Peer review in 5-hydroxymethylcytosine marks regions with reduced mutation frequency in human DNA

Version of Record

Accepted for publication after peer review and revision.

Download
Cite
Share
CommentOpen annotations (there are currently 0 annotations on this page).

Version of Record published: July 4, 2016 (This version)
Accepted Manuscript updated: May 17, 2016 (Go to version)
Accepted Manuscript updated: May 17, 2016 (Go to version)
Accepted Manuscript published: May 16, 2016 (Go to version)
Accepted: May 13, 2016
Received: April 20, 2016

Decision letter
Author response

Decision letter

Daniel Zilberman

Reviewing Editor; University of California, Berkeley, United States

In the interests of transparency, eLife includes the editorial decision letter and accompanying author responses.

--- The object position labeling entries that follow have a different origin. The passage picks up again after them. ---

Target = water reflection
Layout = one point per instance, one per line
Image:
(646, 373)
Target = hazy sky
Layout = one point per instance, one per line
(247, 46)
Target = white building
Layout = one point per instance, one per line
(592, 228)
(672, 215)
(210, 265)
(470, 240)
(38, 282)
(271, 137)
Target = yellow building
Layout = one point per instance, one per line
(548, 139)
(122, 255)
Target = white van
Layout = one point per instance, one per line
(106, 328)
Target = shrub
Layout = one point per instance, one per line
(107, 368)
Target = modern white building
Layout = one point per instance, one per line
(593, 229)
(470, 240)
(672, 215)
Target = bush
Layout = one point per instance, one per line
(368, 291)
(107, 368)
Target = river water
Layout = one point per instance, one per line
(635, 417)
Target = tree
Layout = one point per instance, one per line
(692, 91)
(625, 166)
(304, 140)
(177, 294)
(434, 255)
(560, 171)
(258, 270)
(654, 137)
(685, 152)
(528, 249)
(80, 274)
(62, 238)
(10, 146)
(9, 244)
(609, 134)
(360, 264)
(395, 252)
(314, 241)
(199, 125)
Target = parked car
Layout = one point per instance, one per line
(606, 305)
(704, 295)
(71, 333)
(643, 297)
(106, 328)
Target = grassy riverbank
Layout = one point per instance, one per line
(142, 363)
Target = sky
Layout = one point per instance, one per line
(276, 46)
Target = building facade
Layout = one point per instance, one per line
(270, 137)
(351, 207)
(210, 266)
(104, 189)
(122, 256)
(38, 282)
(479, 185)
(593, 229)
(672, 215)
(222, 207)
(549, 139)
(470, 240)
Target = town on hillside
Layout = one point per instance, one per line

A lightly edited version of the letter sent to the authors after peer review is shown, indicating the most substantive concerns; minor comments are not usually included.

[Editors’ note: this article was originally rejected after discussions between the reviewers, but the paper was accepted for publication after the authors resubmitted for further consideration.]

Thank you for choosing to send your work entitled "5-hydroxymethylcytosine marks regions with reduced mutation frequency" for consideration at eLife. Your full submission has been evaluated by Diethard Tautz (Senior editor) and three peer reviewers, one of whom is a member of our Board of Reviewing Editors, and the decision was reached after discussions between the reviewers.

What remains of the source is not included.